The supporters of Cerezo Osaka ought to be well used to contrasting
streaks of good and poor form by now. The team had not originally been
considered a candidate for the J1 title in 2005 when an unbeaten run of 16
matches – including seven wins on the bounce – saw them propelled to the top of
the table, only to blow their chance of glory with three straight draws
including the ‘Agony of Nagai’ on the final day. The following year,
contrarily, saw a spell of 12 games without a win either side of the summer
break – encompassing seven successive defeats – plunging Cerezo into an
ultimately unsuccessful battle against relegation to J2, with their fate being
decided by another run of no wins in the final five. This spring saw Levir
Culpi’s side once again run off seven straight wins to put themselves right in
contention for a return to the top flight, but their chances have been severely
damaged by a record of just 12 points in the 14 games since then. With
Sanfrecce Hiroshima and Montedio Yamagata looking unstoppable in first and
second, the battle for third place and a promotion/relegation playoff is
intensifying just as quickly as the scrap to avoid such a fate at the bottom of
J1.
Taking my place as I do among the more fervent Gamba Osaka supporters, I
am obviously surrounded most of the time by a fair amount of anti-Cerezo
sentiment. After a badly out-of-sorts Gamba had been overtaken by Cerezo in
November 2005, I went for a meal with some of my more prominent fellow fans,
where the general consensus was that ‘it will hurt if we lose the league, but
not as much as if they win it’. In the end, the Agony of Nagai served as
a miracle for Gamba, and the derby matches the following year saw Gamba fans
taunt their rivals with T-shirts depicting Akinori Nishizawa’s tears and chants
of ‘Cerezo, did you cry?’. Even at the final game of that season, when Gamba
faced off with Urawa Reds to decide the title, the same supporters declared
their intentions with a banner reading ‘Title No. 2 for us, J2 for Cerezo’,
showing that the home town rivals were still not far from our thoughts.

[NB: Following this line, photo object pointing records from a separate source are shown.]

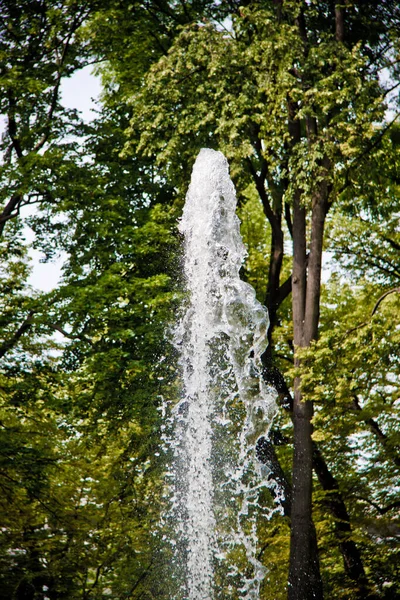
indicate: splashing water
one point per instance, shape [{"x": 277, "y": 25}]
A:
[{"x": 225, "y": 405}]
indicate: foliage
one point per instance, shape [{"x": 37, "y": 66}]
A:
[{"x": 80, "y": 474}]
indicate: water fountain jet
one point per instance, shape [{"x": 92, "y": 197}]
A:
[{"x": 225, "y": 405}]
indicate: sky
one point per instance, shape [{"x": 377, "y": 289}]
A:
[{"x": 79, "y": 91}]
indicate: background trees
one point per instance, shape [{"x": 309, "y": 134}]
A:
[{"x": 293, "y": 94}]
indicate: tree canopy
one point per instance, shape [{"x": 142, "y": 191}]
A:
[{"x": 302, "y": 97}]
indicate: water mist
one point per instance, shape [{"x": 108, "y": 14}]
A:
[{"x": 225, "y": 405}]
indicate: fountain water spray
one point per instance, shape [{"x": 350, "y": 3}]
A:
[{"x": 225, "y": 405}]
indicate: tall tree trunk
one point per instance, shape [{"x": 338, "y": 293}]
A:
[{"x": 304, "y": 576}]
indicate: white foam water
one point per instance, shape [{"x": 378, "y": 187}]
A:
[{"x": 225, "y": 405}]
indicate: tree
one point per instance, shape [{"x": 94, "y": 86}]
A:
[{"x": 291, "y": 94}]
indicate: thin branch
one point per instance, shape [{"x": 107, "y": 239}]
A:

However, even though the news of Cerezo’s relegation initially brought
consolation to the Gamba supporters as we suffered at the sight of Urawa’s
championship celebrations, the realisation hit home on the return journey that
there would be no Osaka derbies in 2007. These two matches had always been
something to look forward to regardless of the form of each team, and were
naturally the first dates to check for when the fixture lists were published at
the start of each year. Though we may still laugh just the same whenever we
learn of a Cerezo loss via the scoreboard at Banpaku, our smiles may have had a
certain wryness to them of late as the sense of what we are missing has grown.
There are four professional teams in the Kansai area, and with Vissel
Kobe returning to the top flight at the same time that Cerezo were relegated,
it is not as if we are completely without derby matches. However, although
people do still enjoy the so-called ‘Kansai derbies’, these still do not bring
quite the level of passion as the real thing between the two Osaka sides, and
indeed the most painful thing for Gamba fans about last weekend’s draw with
Vissel was the fact that the Kobe side’s late equaliser was scored by Yoshito
Okubo, a former Cerezo player. Among the current J1 members, the ‘national
derbies’ with Urawa Reds tend to evoke the highest levels of excitement and
tension – unfortunately, excessively so back in May at the Saitama Stadium –
but despite the attention these fixtures attract across the country, they still
do not quite compare to fighting it out with the neighbours.
The city of Osaka is some way from reaching a level where every single
person is either Gamba or Cerezo, and there is still plenty the clubs
themselves could be doing about this, but that issue is best left for another
time. For those of us that love football, in any case, the Osaka derby is a
matter of competing for local pride, with Gamba fans singing passionately about
how ‘we are the only Osaka’, and Cerezo fans displaying defiant banners in
English reading ‘Real Osaka’. The difference in divisions itself may be a
source of pride for Gamba, but without a derby there will always be a sense of
distance, and the meetings will only be missed more and more the longer the
status quo persists. Dare I say it – perhaps even the Gamba fans might be a
little pleased if Cerezo’s next streak is a winning one.